Jatzingen was a farming village that had 13 farmers and 1 kossaet until the 18th century . In 1784 2 kossaers, 1 blacksmith, 1 schoolmaster and 1 wood-keeper are mentioned. The population was 185 in 1818 and increased to 548 by 1939.

After the death of the district and court judge Franz Christian von Glasenapp in 1771, his entire property went bankrupt. In 1773 the fiefdom was awarded to Colonel Friedrich Ernst von Wrangel . 1804 Jatzingen is still owned by the son August Friedrich Ludwig Freiherr von Wrangel . The Stein-Hardenberg reforms made Jatzingen an independent farming village.

Until 1945, the municipality of Jatzingen belonged to the Wendisch Buckow office (1938–1945: Buckow (Pom.) , Polish: Bukowo), to the registry office Pollnow-Land, and to the district court district of Pollnow in the Schlawe i. Pom. in the administrative district of Köslin in the Prussian province of Pomerania .

On the night of February 27, 1945, Soviet artillery shelled the village from Pollnow. The residents fled towards Schlawe, but the trek was overrun by Soviet troops on March 8, and the residents returned to the heavily devastated village. A large group of them were abducted to accompany the cattle transports to Russia, other people died as a result of harassment and assaults as well as illness and malnutrition. In mid-June 1946, the last of the Jatzingers were evicted after their homesteads had been taken over by Polish families. Jatzingen became a part of the municipality Polanów in the powiat Koszaliński of the West Pomeranian Voivodeship (until 1998 Koszalin ) as Jacinki .

church

Jatzingen was inhabited by a predominantly Protestant denomination until 1945 . The village belonged to the parish Pollnow in the parish of Schlawe of the Evangelical Church of the Old Prussian Union .
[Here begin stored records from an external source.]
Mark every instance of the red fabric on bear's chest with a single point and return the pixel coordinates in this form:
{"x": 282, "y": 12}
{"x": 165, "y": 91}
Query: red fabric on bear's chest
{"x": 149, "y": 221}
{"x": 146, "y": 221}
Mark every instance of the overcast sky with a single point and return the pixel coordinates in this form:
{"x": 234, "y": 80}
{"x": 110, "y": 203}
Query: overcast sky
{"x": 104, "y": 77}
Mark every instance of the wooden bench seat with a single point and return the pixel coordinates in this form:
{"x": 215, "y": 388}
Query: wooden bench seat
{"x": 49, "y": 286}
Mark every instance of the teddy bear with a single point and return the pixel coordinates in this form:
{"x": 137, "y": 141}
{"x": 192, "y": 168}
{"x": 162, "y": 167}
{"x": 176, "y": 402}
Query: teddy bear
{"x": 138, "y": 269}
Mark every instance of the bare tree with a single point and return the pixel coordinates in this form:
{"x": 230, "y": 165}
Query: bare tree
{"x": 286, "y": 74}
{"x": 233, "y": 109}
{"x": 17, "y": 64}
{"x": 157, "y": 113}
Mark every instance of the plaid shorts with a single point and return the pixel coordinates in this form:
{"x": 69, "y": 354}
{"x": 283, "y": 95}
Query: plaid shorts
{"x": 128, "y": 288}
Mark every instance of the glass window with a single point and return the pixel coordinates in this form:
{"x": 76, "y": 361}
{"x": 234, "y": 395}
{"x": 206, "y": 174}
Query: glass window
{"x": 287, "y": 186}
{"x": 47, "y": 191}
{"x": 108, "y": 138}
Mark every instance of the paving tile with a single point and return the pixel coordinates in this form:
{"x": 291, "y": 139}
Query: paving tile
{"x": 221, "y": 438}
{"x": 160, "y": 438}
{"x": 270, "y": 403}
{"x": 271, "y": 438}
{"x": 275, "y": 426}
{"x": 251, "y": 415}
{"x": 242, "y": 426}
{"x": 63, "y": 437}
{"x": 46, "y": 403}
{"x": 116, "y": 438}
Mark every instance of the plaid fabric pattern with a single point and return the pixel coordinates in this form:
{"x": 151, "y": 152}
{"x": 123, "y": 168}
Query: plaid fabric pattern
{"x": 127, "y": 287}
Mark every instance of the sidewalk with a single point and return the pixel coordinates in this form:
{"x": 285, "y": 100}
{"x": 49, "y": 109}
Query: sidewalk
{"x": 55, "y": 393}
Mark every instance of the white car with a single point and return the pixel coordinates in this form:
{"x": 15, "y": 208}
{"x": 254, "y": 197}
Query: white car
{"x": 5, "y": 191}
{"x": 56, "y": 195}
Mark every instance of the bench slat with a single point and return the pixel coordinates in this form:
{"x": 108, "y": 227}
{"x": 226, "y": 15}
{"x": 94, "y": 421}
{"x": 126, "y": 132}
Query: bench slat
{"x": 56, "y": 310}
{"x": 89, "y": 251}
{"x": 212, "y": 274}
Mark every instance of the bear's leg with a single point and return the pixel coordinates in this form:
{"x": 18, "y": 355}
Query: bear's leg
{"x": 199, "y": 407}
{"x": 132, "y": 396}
Today the inhabitants of Jacinki are almost without exception Roman Catholic . Jacinki belongs to the parish (Parafia) Polanów in the deanery Polanów in the diocese of Köslin-Kolberg of the Catholic Church in Poland . The Protestant residents are looked after by the Koszalin parish in the diocese of Pomerania-Greater Poland of the Evangelical-Augsburg Church in Poland .

school

A schoolmaster was named in Jatzingen as early as 1784. The elementary school built later was in the south of the village. The last German teachers before 1945 were Emil Reblinski and Heinz Urba .

literature

  • Manfred Vollack (Ed.): The Schlawe district. A Pomeranian homeland book. 2 volumes. Husum-Druck- und Verlags-Gesellschaft, Husum 1986–1989.
  • Hans Glaeser-Swantow, The Evangelical Pomerania. Part 2: Authorities, churches, pastors, clergy, institutions and associations. Published by the Evangelical Pastors' Association of the Province of Pomerania. Self-published, Stargard (Pomerania) 1940.